E B Havell, as principal of Calcutta Art School (1896-1906), introduced certain curricular reforms, revising, to put it in his words, 'the whole course of instruction, making Indian art the basis of teaching'.1 And for the rest of his life wrote a series of books on Indian art history from what he considered the Indian point of view, inspiring an art movement which took Indian artists back to their own old tradition. Though the art movement, which dominated Indian art for the first third of the twentieth century, enjoyed the generous patronage of the Empire, its progenitor, Havell, was lauded as 'the English prophet of Indian nationalism',2 an apparent contradiction to which we shall return.

However, the movement did not go unchallenged. Controversies raged intermittently in Indian art circles on a range of issues.3 Three decades after Havell introduced his reforms, when the movement was at the peak of its success, spreading out from Calcutta to other parts of India (with the exception of Bombay), Rabindranath Tagore, who had once supported Havell's reforms, addressed an audience at Dhaka University. His tone was urgent: 'I strongly urge our artists vehemently to deny their obligation to produce something that can be labelled as Indian art, according to some old world mannerism.'4

It was a powerful intervention seeking to liberate Indian artists from the claustral confines of a fossilised tradition, but it remained a one-off fusillade delivered from what was then a provincial town, and there is little evidence that it reached very far.

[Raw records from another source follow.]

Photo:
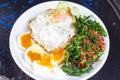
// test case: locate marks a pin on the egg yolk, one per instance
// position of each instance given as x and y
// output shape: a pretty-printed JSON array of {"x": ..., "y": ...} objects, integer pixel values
[
  {"x": 45, "y": 60},
  {"x": 58, "y": 54},
  {"x": 25, "y": 40},
  {"x": 33, "y": 56}
]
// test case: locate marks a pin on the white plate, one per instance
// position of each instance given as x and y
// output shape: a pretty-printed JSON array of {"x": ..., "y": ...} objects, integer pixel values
[{"x": 21, "y": 26}]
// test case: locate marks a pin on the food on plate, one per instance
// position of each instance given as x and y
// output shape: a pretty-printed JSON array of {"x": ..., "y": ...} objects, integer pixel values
[
  {"x": 53, "y": 28},
  {"x": 25, "y": 41},
  {"x": 63, "y": 41}
]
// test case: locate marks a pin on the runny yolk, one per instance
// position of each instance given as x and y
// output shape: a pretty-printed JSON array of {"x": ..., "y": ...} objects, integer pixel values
[
  {"x": 25, "y": 40},
  {"x": 58, "y": 54},
  {"x": 45, "y": 60},
  {"x": 33, "y": 56}
]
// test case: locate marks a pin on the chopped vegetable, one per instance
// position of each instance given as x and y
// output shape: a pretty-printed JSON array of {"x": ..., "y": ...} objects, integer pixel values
[{"x": 85, "y": 48}]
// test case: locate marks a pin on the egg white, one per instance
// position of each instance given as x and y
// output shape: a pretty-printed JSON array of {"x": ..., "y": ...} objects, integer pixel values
[{"x": 35, "y": 48}]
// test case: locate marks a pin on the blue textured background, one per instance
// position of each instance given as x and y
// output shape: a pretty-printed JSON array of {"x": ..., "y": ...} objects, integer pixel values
[{"x": 10, "y": 10}]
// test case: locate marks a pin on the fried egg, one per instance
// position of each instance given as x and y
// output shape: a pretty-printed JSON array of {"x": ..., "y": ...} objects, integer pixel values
[
  {"x": 25, "y": 40},
  {"x": 53, "y": 28},
  {"x": 38, "y": 58}
]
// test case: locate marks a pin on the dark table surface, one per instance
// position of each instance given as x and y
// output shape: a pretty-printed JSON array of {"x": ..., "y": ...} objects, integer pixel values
[{"x": 10, "y": 10}]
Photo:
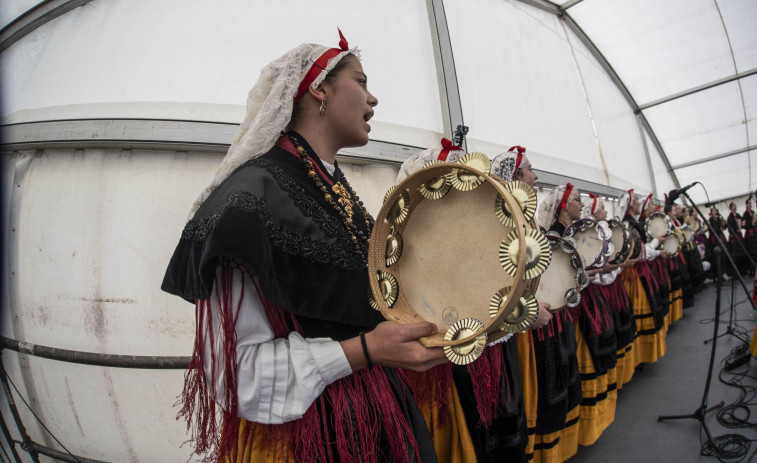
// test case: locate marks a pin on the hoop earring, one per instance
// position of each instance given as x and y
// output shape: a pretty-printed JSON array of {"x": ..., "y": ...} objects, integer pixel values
[{"x": 322, "y": 109}]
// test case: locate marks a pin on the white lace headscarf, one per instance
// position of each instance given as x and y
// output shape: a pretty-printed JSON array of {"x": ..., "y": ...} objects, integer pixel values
[
  {"x": 592, "y": 205},
  {"x": 624, "y": 202},
  {"x": 270, "y": 104},
  {"x": 550, "y": 206},
  {"x": 506, "y": 164},
  {"x": 418, "y": 161}
]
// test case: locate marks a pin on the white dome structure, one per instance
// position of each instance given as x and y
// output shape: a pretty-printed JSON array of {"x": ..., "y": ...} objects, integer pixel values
[{"x": 116, "y": 113}]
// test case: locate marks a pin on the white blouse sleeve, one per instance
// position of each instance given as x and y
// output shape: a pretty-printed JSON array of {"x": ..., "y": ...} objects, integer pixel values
[{"x": 278, "y": 379}]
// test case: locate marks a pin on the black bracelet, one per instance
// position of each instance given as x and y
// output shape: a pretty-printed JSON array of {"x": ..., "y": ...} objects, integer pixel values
[{"x": 365, "y": 349}]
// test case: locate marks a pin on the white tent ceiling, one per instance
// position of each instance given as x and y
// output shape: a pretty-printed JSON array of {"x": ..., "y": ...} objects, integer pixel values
[{"x": 576, "y": 82}]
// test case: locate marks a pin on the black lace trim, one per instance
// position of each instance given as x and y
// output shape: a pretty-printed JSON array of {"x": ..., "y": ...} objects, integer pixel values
[{"x": 341, "y": 253}]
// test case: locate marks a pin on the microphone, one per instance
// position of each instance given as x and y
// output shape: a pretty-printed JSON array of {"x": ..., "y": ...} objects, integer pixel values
[{"x": 674, "y": 194}]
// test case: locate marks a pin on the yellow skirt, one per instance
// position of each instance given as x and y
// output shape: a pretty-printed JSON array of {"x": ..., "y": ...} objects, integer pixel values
[
  {"x": 676, "y": 305},
  {"x": 452, "y": 441},
  {"x": 647, "y": 347},
  {"x": 600, "y": 395},
  {"x": 560, "y": 445},
  {"x": 527, "y": 360}
]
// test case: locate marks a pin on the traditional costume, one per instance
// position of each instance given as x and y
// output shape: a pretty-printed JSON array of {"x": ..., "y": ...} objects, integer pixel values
[
  {"x": 475, "y": 411},
  {"x": 648, "y": 288},
  {"x": 274, "y": 259},
  {"x": 597, "y": 349},
  {"x": 555, "y": 430}
]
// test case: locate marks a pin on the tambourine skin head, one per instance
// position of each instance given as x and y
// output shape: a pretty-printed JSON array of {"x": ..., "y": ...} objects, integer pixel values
[{"x": 419, "y": 239}]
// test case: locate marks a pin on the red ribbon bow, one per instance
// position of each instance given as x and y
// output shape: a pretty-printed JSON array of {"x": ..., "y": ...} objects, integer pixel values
[
  {"x": 565, "y": 196},
  {"x": 447, "y": 146},
  {"x": 519, "y": 158},
  {"x": 319, "y": 65},
  {"x": 593, "y": 204}
]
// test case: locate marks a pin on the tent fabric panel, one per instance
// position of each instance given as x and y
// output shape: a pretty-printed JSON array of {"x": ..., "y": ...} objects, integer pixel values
[
  {"x": 12, "y": 9},
  {"x": 522, "y": 87},
  {"x": 663, "y": 181},
  {"x": 616, "y": 125},
  {"x": 722, "y": 178},
  {"x": 700, "y": 125},
  {"x": 740, "y": 18},
  {"x": 658, "y": 48},
  {"x": 749, "y": 89},
  {"x": 84, "y": 58}
]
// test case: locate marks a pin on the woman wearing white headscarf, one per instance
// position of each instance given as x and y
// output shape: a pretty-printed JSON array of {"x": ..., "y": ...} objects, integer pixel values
[
  {"x": 597, "y": 350},
  {"x": 274, "y": 258},
  {"x": 647, "y": 285}
]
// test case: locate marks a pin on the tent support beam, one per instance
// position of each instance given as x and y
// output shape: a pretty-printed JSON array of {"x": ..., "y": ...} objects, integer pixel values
[
  {"x": 452, "y": 107},
  {"x": 35, "y": 18}
]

Despite its importance in the trajectory of Tagore's own development as an artist, the Tagore 'industry' has shown little interest in this historically important address.

  • 1. The Studio, vol 44, 1908, p 111.
  • 2. Cited in Preface by Pramode Chandra to E B Havell, The Art Heritage of India, comprising Indian Sculpture and Painting and Ideals of Indian Art, revised edition [1927], Bombay, 1964, p vi.
  • 3. Tapati Guha-Thakurta, The Making of a New Indian Art: art, artists and aesthetics in Bengal 1850-1920, Cambridge, 1992, chap 6.
  • 4. Rabindranath Tagore, On Art and Aesthetics, Orient Longman, India, 1961.